The second reason goes to the heart of China's current condition. Western observers of Beijing, enraptured by the glitz of China, have long stopped examining the decay of the party that runs it. Many in the west still argue that China's economic prosperity is a precursor to political freedom for its people. But this theory, as Minxin Pei has argued, ignores the important fact that an authoritarian state is less likely to loosen its grip on a wealthy country than it would be to forego the control of an impoverished one. Last month's celebrations in Beijing bore out Pei's point: so insecure was the Communist party that, as Gordon Chang reported, a security force more than a million strong force was put in place to keep ordinary people away from the celebrations marking the 60th anniversary of the "People's Republic"; hotel rooms overlooking the procession were booked by the government; and residents in nearby houses were barred from looking out of their windows.

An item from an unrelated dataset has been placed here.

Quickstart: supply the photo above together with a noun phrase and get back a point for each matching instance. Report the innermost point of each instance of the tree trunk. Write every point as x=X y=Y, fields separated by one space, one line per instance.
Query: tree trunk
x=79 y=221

Chinese nationalism is a genie that serves the state. With such a fragile hold on the country, the Communist party has to invoke monsters in order to rally support. Japan has been the traditional target, but today's India vexes Beijing even more. If India can guarantee fundamental rights to its diverse citizens while managing a growth rate not far from China's – and more than make up for the low numbers with a free press, regular elections, and independent institutions – why, someone is bound to ask, can China not do the same?
In the coming months and years, Beijing is going to become even more aggressive with India. New Delhi must now discard the myth of China's invincibility that has led it into appeasement, and devise a definitive China policy featuring at least three elements.
First, India should continue fortifying its side of the border with China by upgrading infrastructure, deploying troops, setting up air bases; New Delhi must yield to the overwhelming patriotic sentiment in Arunachal Pradesh and allow the formation of a local military regiment.
Second, India must deepen its engagement with Australia and Japan, broaden its military exercises with the US, and build active alliances with south-east Asian countries wary of China.
Finally, India must allow the "Dalai clique" to engage in political activity. It makes no sense for New Delhi to suppress Tibetan protesters in order to mollify an expansionist monster that has sponsored anti-India insurgencies for at least 50 years. Tibet's restive population is a time bomb whose detonator, the Dalai Lama, is with India. New Delhi must stop gagging His Holiness.
The Sino-Indian conflict will define the 21st century in a more complicated manner than the Soviet-American conflict characterised the second half of the 20th. So far, this clash has received very little attention in the west. In the not-too-distant future, people everywhere are going to have to pick sides. The troubled peace of today is necessarily a prelude to the impending war.